Balance in news coverage seems like a noble pursuit. But old media often gets criticized for paying deference to both sides of a story without telling the reader which side is just making stuff up, a lame practice commonly characterized as "he said, she said" journalism.

The Truth Needle, then, would seem to be an antidote to this reporter-as-deaf-and-dumb-conduit form of news gathering. But deciding what gets needled is an act unto itself. And although every politician and every political party is equally capable of employing the dark arts to fit its needs, oftentimes one candidate does end up lying a lot more than another. Which would imbalance the balance Wagoner says he's seeking.

Wagoner says he looks for Truth Needle subjects by scrutinizing boasts in press releases and ads that seem dubious or could make for a good story. A process that will ramp up now that we're past the primaries and closer to the full media blitz that is campaign season, and will soon come to include misstatements from initiative backers and candidates in competitive House races.

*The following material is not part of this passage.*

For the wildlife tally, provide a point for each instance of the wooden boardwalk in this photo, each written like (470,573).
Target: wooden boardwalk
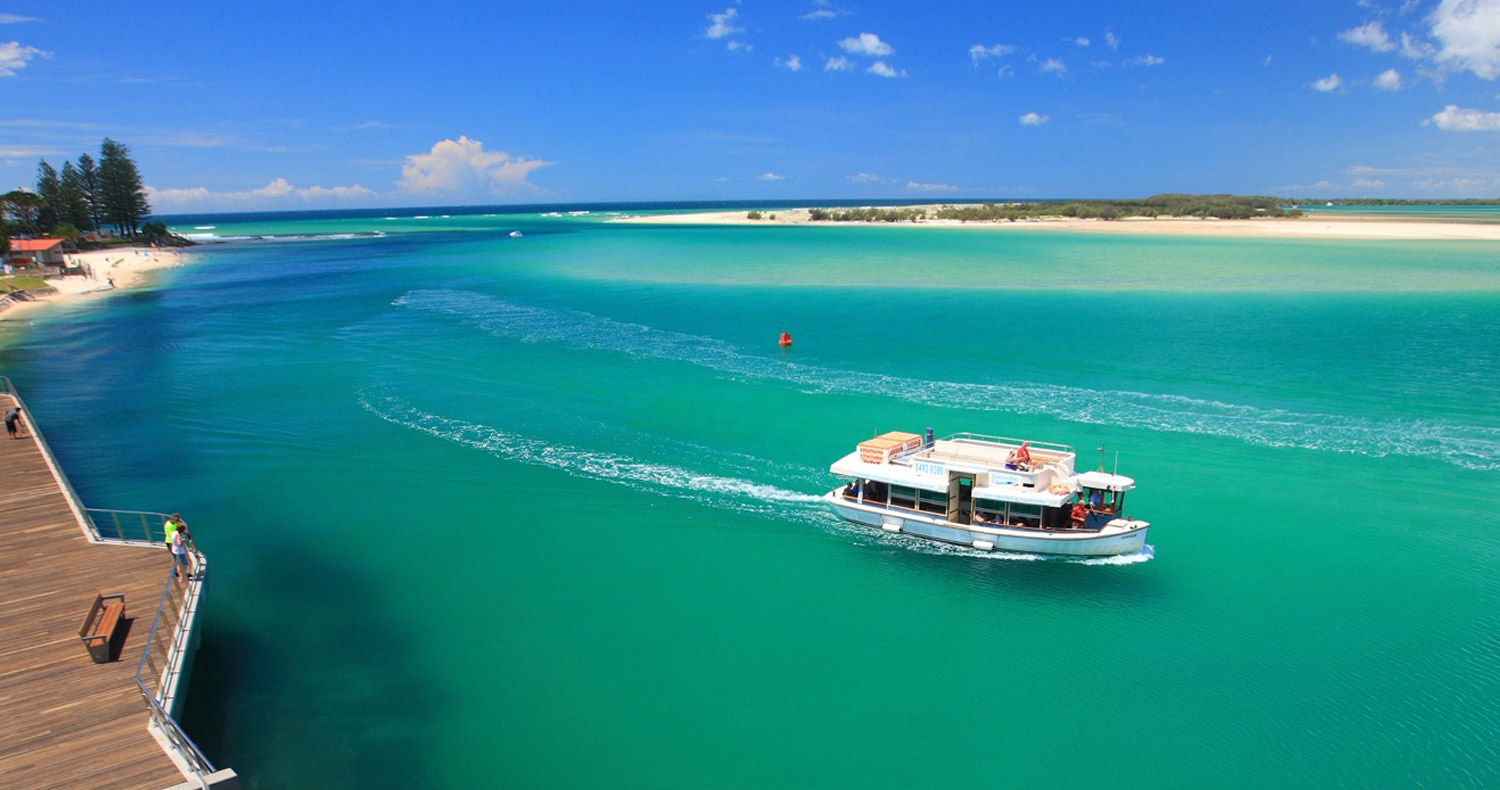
(66,721)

So far, the Truth Needle has rejected Rossi's claim that Murray has voted for every spending bill since 2004 and smacked down Murray's argument that a bill she helped pass saved 3,000 teaching jobs. The Times has also run an Associated Press "Fact Check" -- the AP's version of the Truth Needle -- that said Murray was wrong to portray Rossi as a hypocrite for opposing earmarks.

That would be three claims against Murray to two for Rossi. If balance is part of the goal, as Wagoner said it is, expect Dino to face the needle next.